The first phase is a standard prime sieve. Each prime is then filtered by its residue modulo $8$: $2$ is discarded because $2n^2-1$ is odd, and primes congruent to $3$ or $5$ modulo $8$ are ignored because the congruence $n^2\equiv2^{-1}\pmod p$ has no solution for them.

Root finding and progression marking

For every remaining prime, the implementation computes one root of $(p+1)/2$ modulo $p$. When $p\equiv7\pmod8$, it uses the direct power formula; when $p\equiv1\pmod8$, it uses Tonelli-Shanks. The second root is the negative of the first one modulo $p$.
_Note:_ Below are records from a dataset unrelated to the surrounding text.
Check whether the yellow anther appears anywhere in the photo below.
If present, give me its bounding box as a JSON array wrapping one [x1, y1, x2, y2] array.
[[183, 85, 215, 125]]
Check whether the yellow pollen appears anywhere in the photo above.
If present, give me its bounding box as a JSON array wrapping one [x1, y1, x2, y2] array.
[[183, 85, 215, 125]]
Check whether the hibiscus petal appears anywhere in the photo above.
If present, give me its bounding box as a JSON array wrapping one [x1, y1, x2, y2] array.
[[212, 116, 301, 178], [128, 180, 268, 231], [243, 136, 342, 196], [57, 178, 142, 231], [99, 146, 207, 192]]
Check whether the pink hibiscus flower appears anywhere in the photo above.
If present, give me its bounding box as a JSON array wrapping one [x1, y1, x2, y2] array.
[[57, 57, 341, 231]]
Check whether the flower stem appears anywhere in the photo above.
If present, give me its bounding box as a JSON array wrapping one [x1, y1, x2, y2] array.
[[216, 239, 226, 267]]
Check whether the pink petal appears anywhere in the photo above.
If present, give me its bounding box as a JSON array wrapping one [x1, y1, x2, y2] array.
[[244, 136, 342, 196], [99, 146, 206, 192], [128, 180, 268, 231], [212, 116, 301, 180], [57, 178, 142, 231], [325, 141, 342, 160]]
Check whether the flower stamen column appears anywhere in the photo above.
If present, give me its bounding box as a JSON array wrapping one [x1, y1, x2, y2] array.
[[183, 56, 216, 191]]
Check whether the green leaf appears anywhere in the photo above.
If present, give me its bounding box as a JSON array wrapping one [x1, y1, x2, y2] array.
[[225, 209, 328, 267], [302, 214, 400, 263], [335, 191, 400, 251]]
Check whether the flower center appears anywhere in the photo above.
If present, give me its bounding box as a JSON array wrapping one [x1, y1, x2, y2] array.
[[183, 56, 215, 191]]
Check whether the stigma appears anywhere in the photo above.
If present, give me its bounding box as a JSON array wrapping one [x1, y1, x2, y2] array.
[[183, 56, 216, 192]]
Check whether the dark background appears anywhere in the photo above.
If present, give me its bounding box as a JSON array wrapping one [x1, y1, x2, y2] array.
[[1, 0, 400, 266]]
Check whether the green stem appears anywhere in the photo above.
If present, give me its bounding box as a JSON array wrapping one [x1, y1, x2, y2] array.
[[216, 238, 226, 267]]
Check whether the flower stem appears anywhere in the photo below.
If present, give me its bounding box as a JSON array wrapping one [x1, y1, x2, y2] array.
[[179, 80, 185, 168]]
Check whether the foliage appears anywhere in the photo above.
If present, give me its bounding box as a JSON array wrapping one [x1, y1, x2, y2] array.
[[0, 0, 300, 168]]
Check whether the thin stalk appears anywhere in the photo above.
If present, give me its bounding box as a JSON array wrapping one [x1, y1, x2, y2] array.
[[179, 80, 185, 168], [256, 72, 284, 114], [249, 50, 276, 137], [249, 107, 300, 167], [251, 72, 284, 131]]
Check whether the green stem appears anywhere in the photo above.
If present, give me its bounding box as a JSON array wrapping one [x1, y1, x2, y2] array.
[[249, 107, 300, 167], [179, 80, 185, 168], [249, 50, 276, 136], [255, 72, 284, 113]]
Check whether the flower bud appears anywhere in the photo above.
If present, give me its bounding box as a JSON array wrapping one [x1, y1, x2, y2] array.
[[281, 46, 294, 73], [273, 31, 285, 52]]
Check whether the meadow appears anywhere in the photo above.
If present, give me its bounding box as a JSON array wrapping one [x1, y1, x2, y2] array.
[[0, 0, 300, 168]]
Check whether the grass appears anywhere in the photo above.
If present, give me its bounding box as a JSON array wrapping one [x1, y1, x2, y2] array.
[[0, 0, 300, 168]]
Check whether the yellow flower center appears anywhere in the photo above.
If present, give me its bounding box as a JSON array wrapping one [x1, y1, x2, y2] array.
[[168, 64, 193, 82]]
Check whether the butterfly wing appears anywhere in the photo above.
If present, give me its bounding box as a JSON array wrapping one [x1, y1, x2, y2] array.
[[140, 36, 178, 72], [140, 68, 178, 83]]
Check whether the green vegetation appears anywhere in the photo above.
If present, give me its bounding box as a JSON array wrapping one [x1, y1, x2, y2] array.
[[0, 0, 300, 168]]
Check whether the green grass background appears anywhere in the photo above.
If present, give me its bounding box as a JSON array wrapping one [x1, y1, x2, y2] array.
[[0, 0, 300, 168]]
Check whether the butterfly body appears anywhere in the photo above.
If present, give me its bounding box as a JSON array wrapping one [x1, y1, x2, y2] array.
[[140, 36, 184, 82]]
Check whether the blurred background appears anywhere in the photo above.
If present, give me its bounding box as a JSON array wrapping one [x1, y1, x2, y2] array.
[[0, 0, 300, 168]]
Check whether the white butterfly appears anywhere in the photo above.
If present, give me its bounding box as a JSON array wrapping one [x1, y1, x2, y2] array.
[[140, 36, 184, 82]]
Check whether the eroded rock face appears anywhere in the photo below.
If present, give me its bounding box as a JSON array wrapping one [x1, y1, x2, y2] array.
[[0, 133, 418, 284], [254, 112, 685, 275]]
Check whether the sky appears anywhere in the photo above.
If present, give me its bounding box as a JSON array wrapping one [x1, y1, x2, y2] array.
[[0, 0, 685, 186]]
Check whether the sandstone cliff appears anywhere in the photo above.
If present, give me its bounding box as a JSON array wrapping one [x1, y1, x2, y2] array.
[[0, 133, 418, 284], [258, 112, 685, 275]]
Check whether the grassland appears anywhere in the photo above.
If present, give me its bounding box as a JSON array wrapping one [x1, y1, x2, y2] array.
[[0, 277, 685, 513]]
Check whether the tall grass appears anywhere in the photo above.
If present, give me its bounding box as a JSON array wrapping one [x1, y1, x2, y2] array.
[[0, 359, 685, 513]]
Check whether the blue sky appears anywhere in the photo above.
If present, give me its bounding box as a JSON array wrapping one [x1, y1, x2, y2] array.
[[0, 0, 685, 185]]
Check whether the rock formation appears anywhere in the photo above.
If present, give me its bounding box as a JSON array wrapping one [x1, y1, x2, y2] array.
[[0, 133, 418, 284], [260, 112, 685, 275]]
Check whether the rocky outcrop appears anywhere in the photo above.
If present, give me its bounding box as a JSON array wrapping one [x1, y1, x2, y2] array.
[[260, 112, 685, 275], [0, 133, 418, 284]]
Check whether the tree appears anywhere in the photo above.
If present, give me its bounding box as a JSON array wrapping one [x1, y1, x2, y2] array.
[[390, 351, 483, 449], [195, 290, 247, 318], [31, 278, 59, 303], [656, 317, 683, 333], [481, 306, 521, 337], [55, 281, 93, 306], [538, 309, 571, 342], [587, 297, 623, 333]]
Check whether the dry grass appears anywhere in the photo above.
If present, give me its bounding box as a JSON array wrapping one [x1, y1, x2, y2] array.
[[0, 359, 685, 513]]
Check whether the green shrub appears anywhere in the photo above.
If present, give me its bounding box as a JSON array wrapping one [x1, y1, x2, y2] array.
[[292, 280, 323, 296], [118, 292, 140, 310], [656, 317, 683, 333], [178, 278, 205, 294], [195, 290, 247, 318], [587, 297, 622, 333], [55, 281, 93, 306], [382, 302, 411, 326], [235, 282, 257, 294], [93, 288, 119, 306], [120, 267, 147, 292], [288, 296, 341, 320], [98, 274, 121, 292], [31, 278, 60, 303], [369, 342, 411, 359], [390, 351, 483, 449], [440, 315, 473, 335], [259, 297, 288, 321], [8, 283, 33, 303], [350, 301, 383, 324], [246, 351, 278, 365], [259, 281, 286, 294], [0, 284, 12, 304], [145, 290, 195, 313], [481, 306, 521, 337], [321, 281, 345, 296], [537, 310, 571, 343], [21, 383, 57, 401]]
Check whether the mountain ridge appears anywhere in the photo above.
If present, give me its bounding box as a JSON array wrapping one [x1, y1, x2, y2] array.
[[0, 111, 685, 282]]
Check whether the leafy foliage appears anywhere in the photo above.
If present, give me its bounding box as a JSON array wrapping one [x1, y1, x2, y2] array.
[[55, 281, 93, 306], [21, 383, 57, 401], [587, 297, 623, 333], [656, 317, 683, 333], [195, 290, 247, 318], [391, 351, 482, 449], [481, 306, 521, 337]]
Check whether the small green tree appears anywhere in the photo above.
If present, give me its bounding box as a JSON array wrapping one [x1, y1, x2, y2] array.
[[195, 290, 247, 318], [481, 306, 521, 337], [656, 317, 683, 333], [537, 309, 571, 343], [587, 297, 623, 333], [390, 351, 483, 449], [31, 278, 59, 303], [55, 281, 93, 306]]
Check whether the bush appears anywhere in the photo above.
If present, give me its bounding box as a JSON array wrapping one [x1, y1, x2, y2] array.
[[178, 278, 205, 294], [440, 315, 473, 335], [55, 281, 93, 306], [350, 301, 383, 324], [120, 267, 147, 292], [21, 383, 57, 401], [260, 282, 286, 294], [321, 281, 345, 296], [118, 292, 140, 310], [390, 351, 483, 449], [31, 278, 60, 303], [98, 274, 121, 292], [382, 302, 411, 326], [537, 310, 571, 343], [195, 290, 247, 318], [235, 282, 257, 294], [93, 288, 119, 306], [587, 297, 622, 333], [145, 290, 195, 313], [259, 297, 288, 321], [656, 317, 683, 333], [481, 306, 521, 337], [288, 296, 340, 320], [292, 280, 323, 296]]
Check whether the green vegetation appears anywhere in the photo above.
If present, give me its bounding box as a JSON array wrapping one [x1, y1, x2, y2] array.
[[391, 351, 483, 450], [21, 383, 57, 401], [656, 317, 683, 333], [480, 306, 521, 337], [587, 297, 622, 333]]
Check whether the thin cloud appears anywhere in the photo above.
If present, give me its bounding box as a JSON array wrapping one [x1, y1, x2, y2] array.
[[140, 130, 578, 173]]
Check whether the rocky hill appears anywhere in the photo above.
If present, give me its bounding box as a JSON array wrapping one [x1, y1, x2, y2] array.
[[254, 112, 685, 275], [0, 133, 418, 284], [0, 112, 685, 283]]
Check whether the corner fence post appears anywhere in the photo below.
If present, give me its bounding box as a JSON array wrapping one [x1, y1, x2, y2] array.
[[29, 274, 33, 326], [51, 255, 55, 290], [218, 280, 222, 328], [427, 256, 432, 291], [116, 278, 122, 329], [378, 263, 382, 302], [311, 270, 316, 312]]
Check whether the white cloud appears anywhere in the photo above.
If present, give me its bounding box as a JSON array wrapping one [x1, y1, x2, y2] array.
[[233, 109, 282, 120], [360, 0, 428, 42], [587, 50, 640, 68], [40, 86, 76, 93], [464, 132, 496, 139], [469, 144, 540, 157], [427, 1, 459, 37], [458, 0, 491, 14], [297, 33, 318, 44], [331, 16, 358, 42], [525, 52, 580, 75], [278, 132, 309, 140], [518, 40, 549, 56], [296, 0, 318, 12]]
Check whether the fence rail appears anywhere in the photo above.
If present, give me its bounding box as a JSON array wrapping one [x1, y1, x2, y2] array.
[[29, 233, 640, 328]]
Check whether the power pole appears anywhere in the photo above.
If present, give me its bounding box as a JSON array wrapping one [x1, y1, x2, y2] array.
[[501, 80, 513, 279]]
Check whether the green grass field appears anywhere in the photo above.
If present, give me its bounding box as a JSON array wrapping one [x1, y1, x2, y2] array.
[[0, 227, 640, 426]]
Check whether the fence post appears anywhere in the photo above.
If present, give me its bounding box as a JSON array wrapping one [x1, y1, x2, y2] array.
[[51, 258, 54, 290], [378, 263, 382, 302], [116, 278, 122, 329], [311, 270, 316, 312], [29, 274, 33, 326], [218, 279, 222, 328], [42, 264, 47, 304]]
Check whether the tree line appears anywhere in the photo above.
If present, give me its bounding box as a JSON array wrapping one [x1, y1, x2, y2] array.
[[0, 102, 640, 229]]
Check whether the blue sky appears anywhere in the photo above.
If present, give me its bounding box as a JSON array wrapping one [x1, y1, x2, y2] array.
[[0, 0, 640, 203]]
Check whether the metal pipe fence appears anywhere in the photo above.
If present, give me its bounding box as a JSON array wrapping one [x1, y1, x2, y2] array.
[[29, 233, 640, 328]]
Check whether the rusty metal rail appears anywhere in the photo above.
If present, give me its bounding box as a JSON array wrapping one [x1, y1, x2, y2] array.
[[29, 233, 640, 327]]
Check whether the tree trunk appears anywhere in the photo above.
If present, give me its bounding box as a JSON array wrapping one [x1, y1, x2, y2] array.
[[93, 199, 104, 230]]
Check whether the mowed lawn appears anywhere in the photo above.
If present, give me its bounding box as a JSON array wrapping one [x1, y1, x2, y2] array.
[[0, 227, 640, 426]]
Those roots define up to two arithmetic progressions of valid indices. The implementation advances from the first term in each progression that is at least $2$, then steps forward by $p$, marking every visited index as composite.

Skipping the self-factor and counting the survivors

Before the marking loop begins, the implementation checks whether $(p+1)/2$ is an exact integer square. If so, that single index is excluded from marking, because its value is $p$ itself rather than a composite multiple of $p$.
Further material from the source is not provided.